Jensen and I had numerous conversations about ‘throughput computing’—today we refer to it as ‘accelerated computing’—versus scalar computing. You know: branch prediction, and short latency pipelines versus, “hey, who cares how long the pipeline is? just maximize throughput and create the programmability.” And obviously at the time, the CPU was the king of the hill, and I applaud Jensen for his tenacity in just saying, “No, I am not trying to build one of those; I am trying to deliver against the workload starting in graphics” and, then, it became this broader view, and then he got lucky, right? with AI.

It’s pretty clear, in the context of Gelsinger’s full statements, what he means by this. Intel and NVIDIA both championed their own approach to supercomputing: Intel with its powerful CPUs that offer strong single-threaded and low-latency compute performance, and NVIDIA with its massive GPUs that excel in multi-threaded throughput. What Gelsinger is saying is that NVIDIA and Jensen really got lucky in that the green team had already laid the foundations for exactly the kind of computing that AI needs, meaning GeForce and CUDA essentially became the default platform for AI processing.
gelsinger speaking

In the interview, Gelsinger goes on to say this after another question from the hosts:

Today, if we think about, for instance, the training workload, okay—but that’s got to to give way to something much more optimized for inferencing. You know, a GPU is way too expensive; I argue it is 10,000x too expensive to fully realize what we want to do with the deployment of inferencing for AI, and then, of course, what’s beyond that?

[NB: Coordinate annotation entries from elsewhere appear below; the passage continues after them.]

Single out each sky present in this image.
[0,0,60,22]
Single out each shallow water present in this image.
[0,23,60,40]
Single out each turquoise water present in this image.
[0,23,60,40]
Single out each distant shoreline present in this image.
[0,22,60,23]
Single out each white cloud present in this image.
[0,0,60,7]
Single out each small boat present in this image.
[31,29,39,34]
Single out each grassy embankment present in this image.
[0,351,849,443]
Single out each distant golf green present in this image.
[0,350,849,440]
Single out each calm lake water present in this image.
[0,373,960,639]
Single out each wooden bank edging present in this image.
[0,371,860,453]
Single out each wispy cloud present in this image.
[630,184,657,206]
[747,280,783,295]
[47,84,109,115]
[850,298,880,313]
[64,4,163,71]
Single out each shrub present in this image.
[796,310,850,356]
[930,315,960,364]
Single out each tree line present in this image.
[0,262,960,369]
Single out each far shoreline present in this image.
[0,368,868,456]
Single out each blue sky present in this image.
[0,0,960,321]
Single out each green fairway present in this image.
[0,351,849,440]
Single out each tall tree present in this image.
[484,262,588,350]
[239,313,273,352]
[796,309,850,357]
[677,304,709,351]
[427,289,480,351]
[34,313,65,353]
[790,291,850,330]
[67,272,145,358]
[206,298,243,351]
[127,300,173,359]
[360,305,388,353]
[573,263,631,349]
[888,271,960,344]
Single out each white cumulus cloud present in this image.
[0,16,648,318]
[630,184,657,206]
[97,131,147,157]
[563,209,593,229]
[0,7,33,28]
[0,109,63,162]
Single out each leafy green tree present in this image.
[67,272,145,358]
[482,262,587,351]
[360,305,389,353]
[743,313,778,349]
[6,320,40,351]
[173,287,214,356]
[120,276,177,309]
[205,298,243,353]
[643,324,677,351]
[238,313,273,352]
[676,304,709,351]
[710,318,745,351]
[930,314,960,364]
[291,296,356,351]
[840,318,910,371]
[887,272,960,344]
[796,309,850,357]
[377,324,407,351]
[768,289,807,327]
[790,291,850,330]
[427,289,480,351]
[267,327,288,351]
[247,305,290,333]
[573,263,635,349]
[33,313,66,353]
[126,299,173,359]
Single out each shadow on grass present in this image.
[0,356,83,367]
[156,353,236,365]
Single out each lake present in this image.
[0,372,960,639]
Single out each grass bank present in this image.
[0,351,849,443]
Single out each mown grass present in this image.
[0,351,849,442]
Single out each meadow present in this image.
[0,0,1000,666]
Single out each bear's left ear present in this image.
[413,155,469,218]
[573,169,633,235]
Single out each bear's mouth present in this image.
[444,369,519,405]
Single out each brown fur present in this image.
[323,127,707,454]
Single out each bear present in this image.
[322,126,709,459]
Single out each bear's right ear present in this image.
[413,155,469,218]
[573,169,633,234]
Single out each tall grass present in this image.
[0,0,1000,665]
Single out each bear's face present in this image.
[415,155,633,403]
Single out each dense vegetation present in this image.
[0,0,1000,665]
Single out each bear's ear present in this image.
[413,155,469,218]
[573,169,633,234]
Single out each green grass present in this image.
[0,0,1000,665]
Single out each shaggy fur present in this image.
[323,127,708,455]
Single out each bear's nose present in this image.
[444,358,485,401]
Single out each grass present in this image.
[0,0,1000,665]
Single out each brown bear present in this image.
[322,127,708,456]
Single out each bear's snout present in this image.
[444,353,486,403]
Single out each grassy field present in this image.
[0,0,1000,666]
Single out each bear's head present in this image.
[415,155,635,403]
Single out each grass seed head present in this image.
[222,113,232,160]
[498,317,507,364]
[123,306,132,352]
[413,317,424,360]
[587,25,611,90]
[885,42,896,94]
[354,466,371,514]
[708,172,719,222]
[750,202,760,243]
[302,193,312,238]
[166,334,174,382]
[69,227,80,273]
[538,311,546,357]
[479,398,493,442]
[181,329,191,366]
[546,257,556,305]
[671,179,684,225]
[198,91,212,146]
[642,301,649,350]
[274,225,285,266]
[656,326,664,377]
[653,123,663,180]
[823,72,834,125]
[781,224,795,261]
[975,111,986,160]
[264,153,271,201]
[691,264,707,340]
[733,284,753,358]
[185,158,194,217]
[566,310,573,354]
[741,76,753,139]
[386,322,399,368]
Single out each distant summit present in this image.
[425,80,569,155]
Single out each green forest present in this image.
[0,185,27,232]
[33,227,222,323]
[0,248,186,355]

Is he saying that NVIDIA is overcharging for its AI GPUs? Not exactly. Gelsinger’s talking about the near future of the tech world, where, just as Jensen has stated, we’re going to be spending a lot more compute and power on AI inference rather than training. What Gelsinger is pointing out is that, while you absolutely do need one (or more) of NVIDIA’s massive GPUs to do AI training in a reasonable amount of time, inference is much simpler and doesn’t need that kind of hardware.

In other words, if AI is going to proliferate the way the tech giants want it to, there’s going to have to be devices that are capable of rapid AI inference at low power, and crucially, low cost. Gelsinger stops short of saying what type of processors those might be, but he could be talking about “NPUs”—slimmed-down ASICs dedicated to the task of performing AI inference.

The whole interview is pretty interesting and worth watching. There are many other guests from across the industry who have relevant insights on the future of technology and AI.